Today, Iran's army is one of the most powerful armies in the world and it will powerfully defend the country's political borders and the nation, Ahmadinejad said in a speech during an armed forces parade.
It will cut off the hands of any aggressors and will make any aggressor regret it, he added.
The United States has said it wants a diplomatic solution to the standoff but has not ruled out a military option.
It meets with world powers on Tuesday to consider targeted sanctions against Iran and has said it wants the U.N. Security Council to be ready to take strong diplomatic action.
The disruption to Nigeria's crude output will become more critical as the U.S. driving season begins next month.

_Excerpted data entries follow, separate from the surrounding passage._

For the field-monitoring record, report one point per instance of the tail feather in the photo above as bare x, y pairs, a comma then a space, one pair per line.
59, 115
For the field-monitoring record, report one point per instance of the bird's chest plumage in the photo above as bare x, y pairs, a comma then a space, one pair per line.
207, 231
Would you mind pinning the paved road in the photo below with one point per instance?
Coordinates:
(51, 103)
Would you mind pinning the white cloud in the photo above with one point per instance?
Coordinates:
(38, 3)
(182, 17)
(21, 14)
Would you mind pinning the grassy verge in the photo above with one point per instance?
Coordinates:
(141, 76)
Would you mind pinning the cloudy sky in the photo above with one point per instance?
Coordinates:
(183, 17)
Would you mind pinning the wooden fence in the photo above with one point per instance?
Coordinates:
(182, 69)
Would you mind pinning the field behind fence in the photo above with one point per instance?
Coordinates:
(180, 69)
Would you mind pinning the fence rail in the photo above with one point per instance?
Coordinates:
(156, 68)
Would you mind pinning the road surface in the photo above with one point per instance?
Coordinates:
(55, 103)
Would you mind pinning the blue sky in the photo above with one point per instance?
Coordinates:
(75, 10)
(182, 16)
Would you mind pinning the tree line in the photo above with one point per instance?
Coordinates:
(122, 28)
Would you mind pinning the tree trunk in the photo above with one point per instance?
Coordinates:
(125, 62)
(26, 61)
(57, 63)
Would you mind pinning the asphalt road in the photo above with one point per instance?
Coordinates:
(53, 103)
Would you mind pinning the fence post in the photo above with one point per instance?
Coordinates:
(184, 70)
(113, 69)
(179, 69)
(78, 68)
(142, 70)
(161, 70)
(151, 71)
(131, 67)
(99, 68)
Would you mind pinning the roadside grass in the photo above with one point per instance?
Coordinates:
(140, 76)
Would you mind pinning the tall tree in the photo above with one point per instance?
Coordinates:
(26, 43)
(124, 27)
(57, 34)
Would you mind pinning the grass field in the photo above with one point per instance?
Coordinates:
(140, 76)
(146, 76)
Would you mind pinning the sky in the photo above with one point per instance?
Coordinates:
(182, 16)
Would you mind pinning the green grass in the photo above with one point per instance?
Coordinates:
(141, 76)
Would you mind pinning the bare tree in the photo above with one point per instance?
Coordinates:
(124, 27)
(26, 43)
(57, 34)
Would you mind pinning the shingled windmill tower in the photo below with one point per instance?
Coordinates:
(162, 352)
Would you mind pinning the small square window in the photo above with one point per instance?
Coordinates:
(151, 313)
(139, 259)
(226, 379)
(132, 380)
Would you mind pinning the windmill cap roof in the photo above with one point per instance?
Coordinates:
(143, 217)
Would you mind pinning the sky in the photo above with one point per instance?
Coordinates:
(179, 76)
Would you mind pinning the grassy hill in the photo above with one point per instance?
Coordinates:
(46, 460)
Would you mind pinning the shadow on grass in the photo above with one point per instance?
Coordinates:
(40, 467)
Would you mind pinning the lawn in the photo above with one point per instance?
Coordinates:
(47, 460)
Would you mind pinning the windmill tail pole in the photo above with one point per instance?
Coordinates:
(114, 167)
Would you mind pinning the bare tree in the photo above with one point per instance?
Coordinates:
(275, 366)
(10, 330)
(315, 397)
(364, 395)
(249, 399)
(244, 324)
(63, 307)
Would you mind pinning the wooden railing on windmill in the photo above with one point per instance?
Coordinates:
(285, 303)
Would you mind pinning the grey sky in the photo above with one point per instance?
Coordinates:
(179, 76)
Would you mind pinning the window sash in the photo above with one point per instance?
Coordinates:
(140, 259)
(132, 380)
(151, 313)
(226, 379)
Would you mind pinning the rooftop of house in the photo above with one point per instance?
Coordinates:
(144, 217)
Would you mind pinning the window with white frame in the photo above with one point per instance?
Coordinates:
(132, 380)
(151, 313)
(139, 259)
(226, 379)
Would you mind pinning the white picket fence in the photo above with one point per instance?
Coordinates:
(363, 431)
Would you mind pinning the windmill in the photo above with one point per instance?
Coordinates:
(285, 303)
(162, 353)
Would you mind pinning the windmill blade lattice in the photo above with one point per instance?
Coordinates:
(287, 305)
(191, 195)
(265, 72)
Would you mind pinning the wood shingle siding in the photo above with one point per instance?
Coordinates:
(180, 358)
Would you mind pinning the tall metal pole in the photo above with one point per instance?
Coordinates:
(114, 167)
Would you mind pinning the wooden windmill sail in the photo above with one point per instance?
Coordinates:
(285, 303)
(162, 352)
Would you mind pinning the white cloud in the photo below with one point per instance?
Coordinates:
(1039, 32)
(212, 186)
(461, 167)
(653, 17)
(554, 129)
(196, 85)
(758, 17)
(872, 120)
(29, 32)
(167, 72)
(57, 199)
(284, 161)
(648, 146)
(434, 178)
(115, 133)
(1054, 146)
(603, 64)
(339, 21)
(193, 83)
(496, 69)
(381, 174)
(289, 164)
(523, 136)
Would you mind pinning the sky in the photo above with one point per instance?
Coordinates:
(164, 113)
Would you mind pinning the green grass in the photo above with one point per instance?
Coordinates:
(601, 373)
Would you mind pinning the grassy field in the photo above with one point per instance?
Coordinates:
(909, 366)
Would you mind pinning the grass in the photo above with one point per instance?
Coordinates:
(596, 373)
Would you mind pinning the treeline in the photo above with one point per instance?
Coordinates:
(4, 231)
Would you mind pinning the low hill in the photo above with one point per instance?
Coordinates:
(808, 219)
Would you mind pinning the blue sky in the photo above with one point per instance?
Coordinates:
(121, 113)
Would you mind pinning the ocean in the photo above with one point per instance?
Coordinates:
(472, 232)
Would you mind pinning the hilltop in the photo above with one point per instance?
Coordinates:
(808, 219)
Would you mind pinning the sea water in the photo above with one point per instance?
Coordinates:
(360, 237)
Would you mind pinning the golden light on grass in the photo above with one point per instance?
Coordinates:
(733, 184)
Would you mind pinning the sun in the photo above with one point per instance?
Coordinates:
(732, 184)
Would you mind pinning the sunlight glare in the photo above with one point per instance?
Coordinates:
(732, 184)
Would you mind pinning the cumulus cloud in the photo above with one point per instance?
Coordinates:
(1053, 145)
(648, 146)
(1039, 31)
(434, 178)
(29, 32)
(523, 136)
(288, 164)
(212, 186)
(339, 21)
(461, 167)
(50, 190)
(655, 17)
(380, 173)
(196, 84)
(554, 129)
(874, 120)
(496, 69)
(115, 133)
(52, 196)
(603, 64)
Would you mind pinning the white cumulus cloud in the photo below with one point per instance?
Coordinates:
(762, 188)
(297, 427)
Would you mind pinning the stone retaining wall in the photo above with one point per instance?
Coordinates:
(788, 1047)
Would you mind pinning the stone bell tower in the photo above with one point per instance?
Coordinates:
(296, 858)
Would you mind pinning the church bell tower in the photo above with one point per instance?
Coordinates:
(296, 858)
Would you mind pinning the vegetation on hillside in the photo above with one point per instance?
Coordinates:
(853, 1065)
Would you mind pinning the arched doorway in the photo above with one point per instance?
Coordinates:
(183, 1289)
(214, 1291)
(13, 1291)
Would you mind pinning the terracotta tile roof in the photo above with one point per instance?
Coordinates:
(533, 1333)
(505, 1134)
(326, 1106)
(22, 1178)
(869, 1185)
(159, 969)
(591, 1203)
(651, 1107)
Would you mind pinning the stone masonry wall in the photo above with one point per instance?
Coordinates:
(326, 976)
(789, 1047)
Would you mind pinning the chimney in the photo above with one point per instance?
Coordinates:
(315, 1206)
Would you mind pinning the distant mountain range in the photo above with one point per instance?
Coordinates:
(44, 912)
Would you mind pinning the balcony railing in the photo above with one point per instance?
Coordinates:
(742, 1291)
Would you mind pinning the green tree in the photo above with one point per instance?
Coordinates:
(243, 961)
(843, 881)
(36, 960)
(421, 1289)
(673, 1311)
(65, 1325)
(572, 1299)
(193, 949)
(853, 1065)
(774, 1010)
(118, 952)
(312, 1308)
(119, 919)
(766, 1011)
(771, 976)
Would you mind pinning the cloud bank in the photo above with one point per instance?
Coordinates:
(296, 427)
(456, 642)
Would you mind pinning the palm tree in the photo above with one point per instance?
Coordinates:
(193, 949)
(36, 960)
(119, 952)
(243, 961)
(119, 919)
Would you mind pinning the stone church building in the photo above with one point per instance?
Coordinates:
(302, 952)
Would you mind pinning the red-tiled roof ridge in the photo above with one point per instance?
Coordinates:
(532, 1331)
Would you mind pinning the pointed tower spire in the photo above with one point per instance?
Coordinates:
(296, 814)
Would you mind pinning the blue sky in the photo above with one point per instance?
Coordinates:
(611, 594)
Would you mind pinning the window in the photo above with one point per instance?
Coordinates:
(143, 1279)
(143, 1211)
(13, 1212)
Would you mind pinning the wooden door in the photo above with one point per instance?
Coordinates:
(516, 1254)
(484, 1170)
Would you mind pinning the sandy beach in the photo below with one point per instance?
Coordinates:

Analysts reckon gasoline stocks in the world's top oil user fell again last week.
Nigerian crudes are rich in gasoline, unlike crudes from Saudi Arabia and the Middle East, which are sour, heavier and harder to process, said Tetsu Emori, chief commodities strategist with Mitsui Bussan Futures.
Ministers from the Organization of the Petroleum Exporting Countries, who will gather informally this weekend during an International Energy Forum meeting in Doha, have said there is nothing more the group can do to bring down prices.
A senior OPEC delegate told Reuters on Tuesday the group considered current prices too high, and they had nothing to do with the realities of supply and demand.
OPEC believes strongly that prices are too high and nobody wants to see these prices, the delegate told Reuters. (But) it has nothing to do with fundamentals.